Enabled the ports into my firewall (unless I f*cked it up somehow) and tested. Didn't work. Then, tried the DNS addresses *Darknova* posted, that didn't work either.

I'm not sure what's wrong. My NIC's IP should be correct as well as my X0's, but it seems my computer's IP is still the same as before ICS. Is that likely problem? Guess I could try inputting my computer's own DNS settings into my X0 as well.

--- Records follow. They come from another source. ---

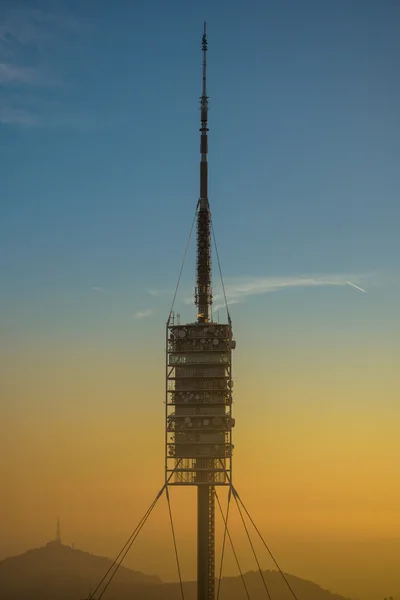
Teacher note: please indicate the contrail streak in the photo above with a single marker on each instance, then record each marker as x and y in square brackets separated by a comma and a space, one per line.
[356, 286]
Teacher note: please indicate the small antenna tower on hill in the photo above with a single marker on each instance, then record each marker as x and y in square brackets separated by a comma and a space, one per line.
[58, 532]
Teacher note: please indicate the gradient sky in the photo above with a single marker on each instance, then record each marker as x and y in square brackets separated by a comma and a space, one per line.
[99, 154]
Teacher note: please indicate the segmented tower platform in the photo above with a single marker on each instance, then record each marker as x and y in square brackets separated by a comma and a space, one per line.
[199, 387]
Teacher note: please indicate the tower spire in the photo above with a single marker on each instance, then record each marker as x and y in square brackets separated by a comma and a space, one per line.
[203, 296]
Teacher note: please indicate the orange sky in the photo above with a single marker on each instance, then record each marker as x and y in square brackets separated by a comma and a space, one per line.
[316, 452]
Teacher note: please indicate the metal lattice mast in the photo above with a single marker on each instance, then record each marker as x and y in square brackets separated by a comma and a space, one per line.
[203, 298]
[198, 440]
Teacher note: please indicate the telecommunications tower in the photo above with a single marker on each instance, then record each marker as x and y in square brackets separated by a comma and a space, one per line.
[198, 441]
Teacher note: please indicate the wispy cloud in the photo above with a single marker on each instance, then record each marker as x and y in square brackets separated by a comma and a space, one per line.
[29, 44]
[17, 116]
[10, 74]
[158, 292]
[143, 314]
[240, 289]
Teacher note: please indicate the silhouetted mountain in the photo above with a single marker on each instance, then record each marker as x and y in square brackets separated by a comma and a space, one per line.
[61, 571]
[58, 572]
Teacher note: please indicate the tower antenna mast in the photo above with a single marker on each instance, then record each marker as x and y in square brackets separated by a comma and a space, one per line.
[199, 386]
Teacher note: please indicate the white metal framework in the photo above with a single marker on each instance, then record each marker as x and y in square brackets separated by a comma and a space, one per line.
[199, 404]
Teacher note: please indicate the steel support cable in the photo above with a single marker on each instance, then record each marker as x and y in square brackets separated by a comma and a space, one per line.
[263, 541]
[175, 546]
[220, 273]
[183, 262]
[252, 547]
[233, 548]
[140, 524]
[224, 541]
[127, 546]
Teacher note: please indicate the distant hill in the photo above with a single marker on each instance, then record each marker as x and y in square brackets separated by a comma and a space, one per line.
[58, 572]
[61, 570]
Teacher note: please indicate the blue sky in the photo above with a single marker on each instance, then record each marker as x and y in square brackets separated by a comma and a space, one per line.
[100, 150]
[99, 179]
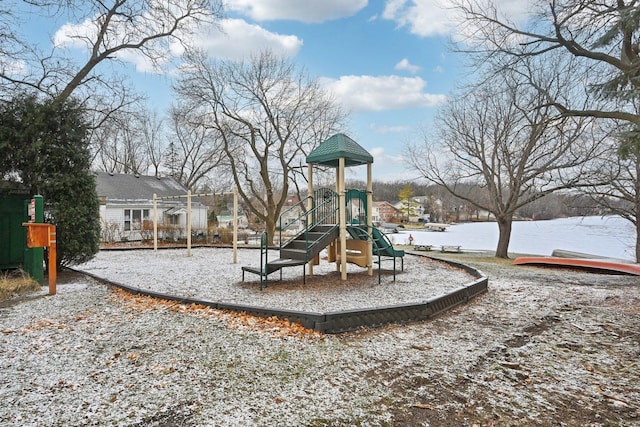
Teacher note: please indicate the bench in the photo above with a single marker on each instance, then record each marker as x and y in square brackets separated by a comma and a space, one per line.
[422, 247]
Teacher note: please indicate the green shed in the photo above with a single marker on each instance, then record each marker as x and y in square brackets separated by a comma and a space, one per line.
[13, 238]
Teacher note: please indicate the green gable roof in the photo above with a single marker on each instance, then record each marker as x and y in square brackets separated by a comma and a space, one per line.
[339, 145]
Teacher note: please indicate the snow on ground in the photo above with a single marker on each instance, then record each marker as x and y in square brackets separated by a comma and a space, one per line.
[610, 236]
[542, 347]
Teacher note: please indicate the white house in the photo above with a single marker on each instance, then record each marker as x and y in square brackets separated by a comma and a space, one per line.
[126, 207]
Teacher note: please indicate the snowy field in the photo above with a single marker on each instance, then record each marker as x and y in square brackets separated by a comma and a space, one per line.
[609, 236]
[543, 347]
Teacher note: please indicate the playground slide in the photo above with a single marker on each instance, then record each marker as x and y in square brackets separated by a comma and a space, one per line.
[382, 245]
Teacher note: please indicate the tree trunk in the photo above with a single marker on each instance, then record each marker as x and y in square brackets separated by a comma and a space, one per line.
[504, 227]
[270, 228]
[637, 235]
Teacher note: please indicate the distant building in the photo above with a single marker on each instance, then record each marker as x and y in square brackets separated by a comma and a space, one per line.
[126, 208]
[384, 212]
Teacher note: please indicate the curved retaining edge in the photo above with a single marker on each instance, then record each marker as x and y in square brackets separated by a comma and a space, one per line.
[342, 321]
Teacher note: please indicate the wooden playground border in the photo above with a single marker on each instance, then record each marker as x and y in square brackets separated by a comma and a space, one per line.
[347, 320]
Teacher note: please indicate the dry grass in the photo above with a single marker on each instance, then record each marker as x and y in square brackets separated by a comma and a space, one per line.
[16, 283]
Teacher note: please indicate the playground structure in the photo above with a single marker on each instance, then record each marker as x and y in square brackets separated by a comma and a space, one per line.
[338, 220]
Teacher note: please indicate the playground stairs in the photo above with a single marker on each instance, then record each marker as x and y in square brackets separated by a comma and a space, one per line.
[308, 244]
[296, 252]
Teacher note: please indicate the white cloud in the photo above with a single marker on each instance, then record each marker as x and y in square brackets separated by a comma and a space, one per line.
[404, 64]
[387, 129]
[232, 39]
[309, 12]
[240, 39]
[378, 93]
[427, 18]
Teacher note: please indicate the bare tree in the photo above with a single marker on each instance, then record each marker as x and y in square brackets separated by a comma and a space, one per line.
[601, 38]
[505, 137]
[621, 172]
[153, 136]
[198, 149]
[121, 144]
[269, 117]
[108, 31]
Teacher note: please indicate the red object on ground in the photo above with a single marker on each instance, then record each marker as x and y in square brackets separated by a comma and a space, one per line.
[601, 265]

BTW, can a crossover cable affect it as X0 should work without one?


----------



## Xolair (Sep 18, 2008)

Yayy, I disabled my firewall for a moment and tried to connect. Now it goes through the DNS test, but in MTU it fails. What to do next?


----------



## Xolair (Sep 18, 2008)

YES, *XBOX LIVE* WORKS NOW... a combination of a faulty MTU setting and a shitty firewall. Well, g2 find a solution on how to configure this 'wall to let mah' X0 through without shutting it down always before using Live.


----------



## Yin (Sep 21, 2008)

What kind of internet connection do you have? 
MTU is a setting for your modem.


----------



## Xolair (Sep 22, 2008)

Meh, this is totally solved now, only needed to get a different firewall and configure properly. Hopefully it'd work well from now on...


----------



## Deleted member 3 (Sep 22, 2008)

Yin said:


> What kind of internet connection do you have?
> MTU is a setting for your modem.



MTU exists in basically any networking environment. It's the amount of bytes that can be sent at once. The more data is sent at once, the more efficient bandwidth usage is. Though slow connections won't like it.


----------



## Yin (Sep 24, 2008)

DanTheBanjoman said:


> MTU exists in basically any networking environment. It's the amount of bytes that can be sent at once. The more data is sent at once, the more efficient bandwidth usage is. Though slow connections won't like it.



It is also very useful to when your capped for example if your internet gets capped(slowed down) and you can't access anything because it is so slow. what you can do is adjust this setting (by lowering it) and your internet will seem like it works a lot better.


----------